Al met al is dit een wezenlijk andere conclusie dan die welke uit eerdere publicaties blijkt. In deze eerdere onderzoeken werd de relatie
tussen vertrouwen en contracten onderzocht zonder de inhoud van contracten en vertrouwen nader te bestuderen of te specificeren. De
hier beschreven nieuwe bevindingen zullen de discussie rond de rol van contracten en vertrouwen hopelijk verder brengen en de
integratie van vertrouwen in transactiekostentheorie beter mogelijk maken

1 I.R. Macneil, The new social contract: an inquiry into modern contractual relations, Yale University Press, London, 1980.
2 J.L. Bradach en R.G. Eccles, Markets versus hierarchies: from ideal types to plural forms, in: W.R. Scott W.R. (ed.) Annual review of
sociology, Annual Reviews Inc., Palo Alto, 1989, blz. 97-118.

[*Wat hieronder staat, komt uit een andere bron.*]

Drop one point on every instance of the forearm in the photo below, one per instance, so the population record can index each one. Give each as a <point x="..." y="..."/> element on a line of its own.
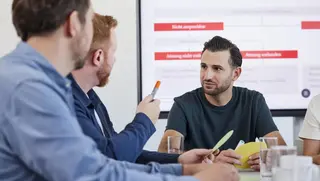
<point x="316" y="159"/>
<point x="152" y="167"/>
<point x="191" y="169"/>
<point x="148" y="156"/>
<point x="129" y="143"/>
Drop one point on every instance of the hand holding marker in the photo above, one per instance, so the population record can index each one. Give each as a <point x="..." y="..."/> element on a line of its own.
<point x="155" y="89"/>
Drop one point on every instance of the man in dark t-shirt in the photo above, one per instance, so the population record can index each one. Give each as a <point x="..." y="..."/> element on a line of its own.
<point x="203" y="116"/>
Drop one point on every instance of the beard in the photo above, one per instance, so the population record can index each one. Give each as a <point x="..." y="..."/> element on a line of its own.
<point x="80" y="50"/>
<point x="218" y="90"/>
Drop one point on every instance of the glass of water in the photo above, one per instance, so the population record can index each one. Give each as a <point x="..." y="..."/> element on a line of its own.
<point x="175" y="144"/>
<point x="266" y="143"/>
<point x="283" y="161"/>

3 Zie o.a. S. Macauley, Non-contractual relations in business: A preliminary study, American Sociological Review, 1963, blz. 55-67.

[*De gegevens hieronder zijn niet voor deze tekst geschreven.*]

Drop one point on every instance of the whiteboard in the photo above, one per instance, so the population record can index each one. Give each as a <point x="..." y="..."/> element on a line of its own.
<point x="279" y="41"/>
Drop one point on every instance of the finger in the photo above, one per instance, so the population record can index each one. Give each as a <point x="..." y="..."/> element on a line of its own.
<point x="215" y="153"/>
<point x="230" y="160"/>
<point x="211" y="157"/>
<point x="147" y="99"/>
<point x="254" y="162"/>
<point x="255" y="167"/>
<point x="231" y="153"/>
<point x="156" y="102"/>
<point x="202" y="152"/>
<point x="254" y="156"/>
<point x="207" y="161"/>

4 A. Zaheer en N. Venkatraman, Relational governance as an interorganisational strategy – an empirical test of the role of trust in
economic exchange, Strategic Management Journal, 1995, blz. 373-392.
5 R.J.A. Klein Woolthuis en B. Hillebrand, Bringing trust and dynamics into the analysis of inter-organizational relationships, EGOS-

conference, Maastricht, 1998.
6 J.C. Anderson en J.A. Narus, A model of distributor firm and manufacturer firm working partnerships, Journal of Marketing, 1990, blz.
42-58.
7 Zie o.a. R. Gulati, Does familiarity breed trust? The implications of repeated ties for contractual choice in alliances, Academy of
Management Journal, 1995, blz. 85-112 en D.J. McAllister, Affect- and cognition-based trust as foundations for interpersonal
cooperation in organisations, Academy of Management Journal, 1995, blz. 24-59.
8 R.J.A. Klein Woolthuis, Sleeping with the enemy; trust, dependence and contract in interorganisational relationships , 1999,
proefschrift, Universiteit Twente, blz.157.